@Deleted member 18037 | I agree with you that a coach who
needs to have children confide in them is an issue. However, it is mainly an issue for the coach, not the child or parent. Nobody should need validation from others to be happy and successful with their lives. And that's for
anything in life, not just coaching/teaching. Validation of one's life should come from within, as well as taking pride in the things one does.
However, there is absolutely nothing wrong with a coach being open to their athletes and vice-versa, so long as they are not relying on it for self-validation. In fact, I consider it a very healthy aspect of the teacher/student relationship. I love hearing about my girls' days, things they do, have done, or will do, things they are excited about, what they've learned, where they went on vacation, funny stories that happened, etc. I am honored that my athletes feel connected enough with me to share these things. However, I do not ask this of them, and I certainly don't
need this attention to feel better about myself. It is a way to connect with the people under your care, and it can do wonders for levels of trust and respect, because it shows you care about them as a person, rather than just a gymnast.

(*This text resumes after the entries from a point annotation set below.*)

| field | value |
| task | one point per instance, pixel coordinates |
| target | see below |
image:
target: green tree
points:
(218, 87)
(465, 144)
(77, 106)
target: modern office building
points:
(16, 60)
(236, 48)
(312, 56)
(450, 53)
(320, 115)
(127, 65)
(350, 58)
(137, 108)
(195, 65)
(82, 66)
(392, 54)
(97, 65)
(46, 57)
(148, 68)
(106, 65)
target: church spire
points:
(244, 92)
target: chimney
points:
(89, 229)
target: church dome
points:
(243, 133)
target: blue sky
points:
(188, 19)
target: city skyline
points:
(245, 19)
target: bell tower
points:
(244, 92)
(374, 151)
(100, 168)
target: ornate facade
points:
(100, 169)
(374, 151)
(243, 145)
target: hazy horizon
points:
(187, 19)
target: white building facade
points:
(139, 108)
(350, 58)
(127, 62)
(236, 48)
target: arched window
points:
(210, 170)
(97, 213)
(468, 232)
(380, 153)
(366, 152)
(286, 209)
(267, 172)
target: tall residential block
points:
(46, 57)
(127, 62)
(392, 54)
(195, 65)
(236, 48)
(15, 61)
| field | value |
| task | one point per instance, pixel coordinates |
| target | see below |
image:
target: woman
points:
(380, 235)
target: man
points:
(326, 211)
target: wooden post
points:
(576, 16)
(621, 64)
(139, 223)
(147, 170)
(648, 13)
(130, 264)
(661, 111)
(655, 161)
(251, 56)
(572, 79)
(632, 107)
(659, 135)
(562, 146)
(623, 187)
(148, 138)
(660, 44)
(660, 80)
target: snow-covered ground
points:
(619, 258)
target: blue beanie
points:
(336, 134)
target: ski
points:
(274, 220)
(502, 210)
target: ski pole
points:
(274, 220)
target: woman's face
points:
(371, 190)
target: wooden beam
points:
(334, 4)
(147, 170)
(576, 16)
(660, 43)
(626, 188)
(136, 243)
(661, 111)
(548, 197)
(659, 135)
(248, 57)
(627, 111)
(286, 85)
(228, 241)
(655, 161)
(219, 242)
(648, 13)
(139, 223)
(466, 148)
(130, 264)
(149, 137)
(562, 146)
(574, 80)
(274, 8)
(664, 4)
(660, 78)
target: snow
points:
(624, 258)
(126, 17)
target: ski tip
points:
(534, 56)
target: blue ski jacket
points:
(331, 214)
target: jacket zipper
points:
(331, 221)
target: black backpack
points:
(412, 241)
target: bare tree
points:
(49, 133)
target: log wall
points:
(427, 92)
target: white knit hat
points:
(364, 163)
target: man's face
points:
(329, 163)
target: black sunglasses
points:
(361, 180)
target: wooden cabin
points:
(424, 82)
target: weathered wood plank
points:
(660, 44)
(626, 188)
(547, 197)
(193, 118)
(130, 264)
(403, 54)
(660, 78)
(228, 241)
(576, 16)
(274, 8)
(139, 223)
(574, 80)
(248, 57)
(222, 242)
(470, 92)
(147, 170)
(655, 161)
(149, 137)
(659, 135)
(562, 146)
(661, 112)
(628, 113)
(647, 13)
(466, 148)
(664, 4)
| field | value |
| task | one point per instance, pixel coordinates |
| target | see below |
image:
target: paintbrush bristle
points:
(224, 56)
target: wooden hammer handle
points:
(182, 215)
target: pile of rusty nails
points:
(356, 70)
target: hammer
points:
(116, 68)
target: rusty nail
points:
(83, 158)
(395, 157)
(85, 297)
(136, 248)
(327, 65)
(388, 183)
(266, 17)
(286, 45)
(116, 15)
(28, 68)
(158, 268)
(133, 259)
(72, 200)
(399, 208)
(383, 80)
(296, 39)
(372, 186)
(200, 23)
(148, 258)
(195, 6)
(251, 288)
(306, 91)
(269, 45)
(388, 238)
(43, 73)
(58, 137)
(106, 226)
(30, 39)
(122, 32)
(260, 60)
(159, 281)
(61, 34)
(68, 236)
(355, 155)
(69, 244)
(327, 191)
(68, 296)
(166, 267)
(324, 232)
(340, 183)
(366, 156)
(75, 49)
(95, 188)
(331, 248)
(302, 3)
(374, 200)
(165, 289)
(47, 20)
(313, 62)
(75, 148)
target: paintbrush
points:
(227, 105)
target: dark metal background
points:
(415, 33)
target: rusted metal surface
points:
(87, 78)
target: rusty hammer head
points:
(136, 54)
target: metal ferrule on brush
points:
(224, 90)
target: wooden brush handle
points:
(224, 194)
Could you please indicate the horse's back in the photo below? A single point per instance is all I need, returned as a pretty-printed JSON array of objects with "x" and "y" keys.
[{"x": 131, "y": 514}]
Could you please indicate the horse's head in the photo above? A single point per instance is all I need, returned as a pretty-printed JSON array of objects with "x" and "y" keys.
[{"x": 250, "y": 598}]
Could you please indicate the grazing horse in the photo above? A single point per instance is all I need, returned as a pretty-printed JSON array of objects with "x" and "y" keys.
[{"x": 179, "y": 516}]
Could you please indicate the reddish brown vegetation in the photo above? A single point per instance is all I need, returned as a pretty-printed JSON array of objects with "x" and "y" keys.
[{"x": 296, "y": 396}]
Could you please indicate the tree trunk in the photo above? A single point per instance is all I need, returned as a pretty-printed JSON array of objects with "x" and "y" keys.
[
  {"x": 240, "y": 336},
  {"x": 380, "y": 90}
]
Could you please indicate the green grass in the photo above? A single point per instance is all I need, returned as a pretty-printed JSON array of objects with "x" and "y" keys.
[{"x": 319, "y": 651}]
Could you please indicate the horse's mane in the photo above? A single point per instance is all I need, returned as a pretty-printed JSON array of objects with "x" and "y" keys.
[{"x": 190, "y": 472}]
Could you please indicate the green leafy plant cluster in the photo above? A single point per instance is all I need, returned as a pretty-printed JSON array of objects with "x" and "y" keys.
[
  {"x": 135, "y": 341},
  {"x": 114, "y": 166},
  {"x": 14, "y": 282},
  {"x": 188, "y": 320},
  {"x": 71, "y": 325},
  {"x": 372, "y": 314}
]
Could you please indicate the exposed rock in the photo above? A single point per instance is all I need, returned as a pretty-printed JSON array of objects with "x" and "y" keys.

Obviously, one of my biggest goals as a coach is to have my girls do well at gymnastics, and it is precisely this reason that I believe in an open athlete/coach relationship. Boy problems, parent issues, and bullies at school can all be
big contributing factors to poor performance in the gym. They cause stress and worry. Recently, one of my eight year old Silvers seemed a bit off at practice, like she was mentally preoccupied with something, so I told her to take a short drink break. As she was coming back I met her half way, got down on her level, and I asked her what was on her mind. She openly admitted that she was picked on at school that day by a girl she thought was her friend. I acknowledged that that must have been rough, but now she's at gymnastics and none of that matters now. I mentioned that this is her escape, and a place where she has fun and she has a chance to shine, not to mention that she is in the presence of all her friends. I then suggested she get back to the drills, she smiled, and bounced away to her station. She had a great rest of the practice, and it made my day.
Sometimes all it takes is to listen and show support. Nothing sketchy about that.